The Lalafell are a race from the seas south of Eorzea in Final Fantasy XIV. They somewhat resemble the Tarutaru from Final Fantasy XI, but their bodies are taller, making them slightly closer in proportion to human toddlers. The race consists of the Plainsfolk, which live in thatched-roof homes and have great hearing, and the Dunesfolk who live in the desert and herd animals.
More Clever by HalfEdit
The Lalafell were originally a group of agriculturalists inhabiting the fertile islands of the south seas. With the introduction of transmarine commerce, they soon found their way to Eorzea via trade routes. They are now one of the more populous races and are well established throughout the region, though they remain averse to cold climates.
The short, rotund builds of the Lalafell belie an incredible agility, and their seemingly feeble legs are capable of carrying them long distances over any terrain. Many among them are also known for possessing highly developed and cunning intellects.

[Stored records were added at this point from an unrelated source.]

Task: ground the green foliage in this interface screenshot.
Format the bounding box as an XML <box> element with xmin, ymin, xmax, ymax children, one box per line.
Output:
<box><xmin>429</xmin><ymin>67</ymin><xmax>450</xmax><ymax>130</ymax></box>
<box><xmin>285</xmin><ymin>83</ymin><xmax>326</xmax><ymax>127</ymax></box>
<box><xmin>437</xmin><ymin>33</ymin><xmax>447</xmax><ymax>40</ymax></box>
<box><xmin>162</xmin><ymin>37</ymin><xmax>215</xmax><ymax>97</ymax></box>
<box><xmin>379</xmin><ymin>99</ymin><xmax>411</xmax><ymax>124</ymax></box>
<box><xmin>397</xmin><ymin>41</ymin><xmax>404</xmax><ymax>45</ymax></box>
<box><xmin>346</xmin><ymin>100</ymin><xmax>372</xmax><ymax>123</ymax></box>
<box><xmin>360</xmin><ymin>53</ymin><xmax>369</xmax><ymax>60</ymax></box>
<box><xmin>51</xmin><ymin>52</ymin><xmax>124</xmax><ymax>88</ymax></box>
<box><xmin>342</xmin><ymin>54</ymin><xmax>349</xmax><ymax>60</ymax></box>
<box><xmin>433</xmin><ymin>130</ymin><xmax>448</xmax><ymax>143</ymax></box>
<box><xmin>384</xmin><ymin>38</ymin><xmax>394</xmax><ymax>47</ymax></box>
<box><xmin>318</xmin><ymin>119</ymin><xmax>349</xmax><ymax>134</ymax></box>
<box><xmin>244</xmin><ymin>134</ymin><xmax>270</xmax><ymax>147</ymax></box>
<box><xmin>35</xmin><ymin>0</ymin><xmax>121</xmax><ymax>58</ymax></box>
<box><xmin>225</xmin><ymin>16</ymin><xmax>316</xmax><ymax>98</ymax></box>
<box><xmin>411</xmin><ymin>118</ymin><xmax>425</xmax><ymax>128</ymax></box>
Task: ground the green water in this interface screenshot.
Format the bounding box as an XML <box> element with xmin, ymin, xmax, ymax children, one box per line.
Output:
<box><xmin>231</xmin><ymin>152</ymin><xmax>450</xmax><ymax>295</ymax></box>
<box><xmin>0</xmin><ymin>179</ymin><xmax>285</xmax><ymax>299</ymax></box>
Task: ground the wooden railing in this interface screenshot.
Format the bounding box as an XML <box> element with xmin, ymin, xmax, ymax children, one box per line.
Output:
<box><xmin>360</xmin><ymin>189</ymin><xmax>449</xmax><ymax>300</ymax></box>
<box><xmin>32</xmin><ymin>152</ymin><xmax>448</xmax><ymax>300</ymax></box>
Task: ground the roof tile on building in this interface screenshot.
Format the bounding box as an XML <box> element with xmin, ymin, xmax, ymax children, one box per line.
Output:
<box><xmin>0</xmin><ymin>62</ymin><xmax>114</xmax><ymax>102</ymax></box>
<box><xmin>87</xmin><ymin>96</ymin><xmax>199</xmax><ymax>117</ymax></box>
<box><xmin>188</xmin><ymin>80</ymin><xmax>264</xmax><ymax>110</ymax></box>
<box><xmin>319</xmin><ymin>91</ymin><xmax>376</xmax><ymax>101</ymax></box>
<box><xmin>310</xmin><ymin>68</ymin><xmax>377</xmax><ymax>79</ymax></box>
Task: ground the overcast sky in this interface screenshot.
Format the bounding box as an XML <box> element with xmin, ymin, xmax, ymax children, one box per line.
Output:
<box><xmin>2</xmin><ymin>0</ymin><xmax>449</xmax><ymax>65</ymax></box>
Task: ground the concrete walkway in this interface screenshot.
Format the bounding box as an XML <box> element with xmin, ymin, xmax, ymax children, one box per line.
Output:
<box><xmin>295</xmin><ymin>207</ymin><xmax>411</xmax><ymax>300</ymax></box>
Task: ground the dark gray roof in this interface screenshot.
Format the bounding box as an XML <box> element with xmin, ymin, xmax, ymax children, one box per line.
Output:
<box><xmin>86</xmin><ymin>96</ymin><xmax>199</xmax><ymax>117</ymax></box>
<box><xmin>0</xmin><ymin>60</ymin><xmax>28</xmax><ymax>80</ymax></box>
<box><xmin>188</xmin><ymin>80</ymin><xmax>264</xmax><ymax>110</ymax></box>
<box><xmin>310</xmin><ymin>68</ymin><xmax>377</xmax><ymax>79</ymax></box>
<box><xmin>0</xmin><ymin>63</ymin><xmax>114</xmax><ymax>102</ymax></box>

The Lalafell place a great deal of significance on familial bonds, but are by no means unfriendly to outsiders. This is evidenced by the fact that they continue to share prosperous relations with all of the other races of Eorzea.

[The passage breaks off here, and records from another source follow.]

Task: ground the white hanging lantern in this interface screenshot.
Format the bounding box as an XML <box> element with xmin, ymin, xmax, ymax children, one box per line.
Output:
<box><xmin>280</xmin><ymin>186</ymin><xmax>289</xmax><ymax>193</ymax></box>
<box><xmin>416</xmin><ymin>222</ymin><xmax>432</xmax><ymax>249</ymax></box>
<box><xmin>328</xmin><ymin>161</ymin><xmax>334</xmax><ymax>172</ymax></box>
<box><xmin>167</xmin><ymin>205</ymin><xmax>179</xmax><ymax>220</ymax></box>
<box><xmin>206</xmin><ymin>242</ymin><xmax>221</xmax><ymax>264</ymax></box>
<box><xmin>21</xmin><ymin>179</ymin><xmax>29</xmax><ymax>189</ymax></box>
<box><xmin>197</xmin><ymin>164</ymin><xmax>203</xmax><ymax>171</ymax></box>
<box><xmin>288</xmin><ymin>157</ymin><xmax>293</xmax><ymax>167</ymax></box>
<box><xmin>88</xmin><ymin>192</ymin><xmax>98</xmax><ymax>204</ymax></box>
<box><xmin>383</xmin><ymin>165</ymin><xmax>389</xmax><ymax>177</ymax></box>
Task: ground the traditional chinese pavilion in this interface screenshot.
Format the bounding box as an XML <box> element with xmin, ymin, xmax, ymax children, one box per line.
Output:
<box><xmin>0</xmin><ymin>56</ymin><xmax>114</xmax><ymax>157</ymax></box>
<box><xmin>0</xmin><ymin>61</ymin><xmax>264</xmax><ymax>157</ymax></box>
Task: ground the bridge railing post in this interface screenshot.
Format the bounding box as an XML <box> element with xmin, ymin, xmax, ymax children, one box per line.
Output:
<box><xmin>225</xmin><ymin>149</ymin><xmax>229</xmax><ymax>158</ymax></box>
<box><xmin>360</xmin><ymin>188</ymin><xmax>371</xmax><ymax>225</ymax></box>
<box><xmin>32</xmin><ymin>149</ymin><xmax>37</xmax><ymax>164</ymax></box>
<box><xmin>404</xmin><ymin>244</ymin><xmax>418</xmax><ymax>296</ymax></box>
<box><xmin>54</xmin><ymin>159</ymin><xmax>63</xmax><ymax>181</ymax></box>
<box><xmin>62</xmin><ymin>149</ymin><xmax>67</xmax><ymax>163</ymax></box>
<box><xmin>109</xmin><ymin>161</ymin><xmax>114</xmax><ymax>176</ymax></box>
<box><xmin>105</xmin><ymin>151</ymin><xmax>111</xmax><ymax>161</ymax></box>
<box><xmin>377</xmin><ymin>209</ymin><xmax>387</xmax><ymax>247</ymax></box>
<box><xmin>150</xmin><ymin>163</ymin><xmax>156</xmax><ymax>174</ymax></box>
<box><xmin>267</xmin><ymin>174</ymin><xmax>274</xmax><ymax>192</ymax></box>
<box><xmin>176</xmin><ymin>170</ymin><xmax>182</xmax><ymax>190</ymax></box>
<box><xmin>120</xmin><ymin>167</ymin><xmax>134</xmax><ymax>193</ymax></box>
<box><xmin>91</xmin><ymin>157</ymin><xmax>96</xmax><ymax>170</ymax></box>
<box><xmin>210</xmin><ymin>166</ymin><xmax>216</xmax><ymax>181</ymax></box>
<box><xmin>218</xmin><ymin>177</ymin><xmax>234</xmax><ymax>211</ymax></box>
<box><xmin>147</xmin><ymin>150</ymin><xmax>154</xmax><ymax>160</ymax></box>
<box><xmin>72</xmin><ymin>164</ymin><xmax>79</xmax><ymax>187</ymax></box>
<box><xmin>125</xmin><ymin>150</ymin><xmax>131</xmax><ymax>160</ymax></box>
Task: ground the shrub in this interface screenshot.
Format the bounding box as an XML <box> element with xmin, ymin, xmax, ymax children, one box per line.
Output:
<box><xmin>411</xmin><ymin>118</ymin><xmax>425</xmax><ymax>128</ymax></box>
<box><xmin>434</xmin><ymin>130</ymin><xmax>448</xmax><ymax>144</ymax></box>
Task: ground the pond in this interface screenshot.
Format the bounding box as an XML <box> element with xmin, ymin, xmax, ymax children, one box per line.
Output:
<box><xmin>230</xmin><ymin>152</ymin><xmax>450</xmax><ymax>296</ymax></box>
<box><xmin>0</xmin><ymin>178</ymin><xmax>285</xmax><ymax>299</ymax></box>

The flat landscapes of the Plainsfolk's home islands are dotted with the clan's traditional thatched huts, beneath which lie intricate networks of underground passageways. Their distinct hair coloration—a myriad of earthy and grassy tones—mimics their native environment, and their long, pointy ears are said to be able to detect the faintest scampering of the prairie's various fauna.
Perhaps the most distinctive aspect of Dunesfolk culture is its traditional dwellings—structures affixed to the backs of large beasts of burden. The luminous eyes of the Dunesfolk are the result of a glossy, protective layer which covers the pupil, an evolutionary response to the glaring sunlight of their home region. Many individuals wear a small gemstone on their forehead, representing their zodiacal sign.
Lalafell names utilize rhythm and repetition within Japanese phonetic structure.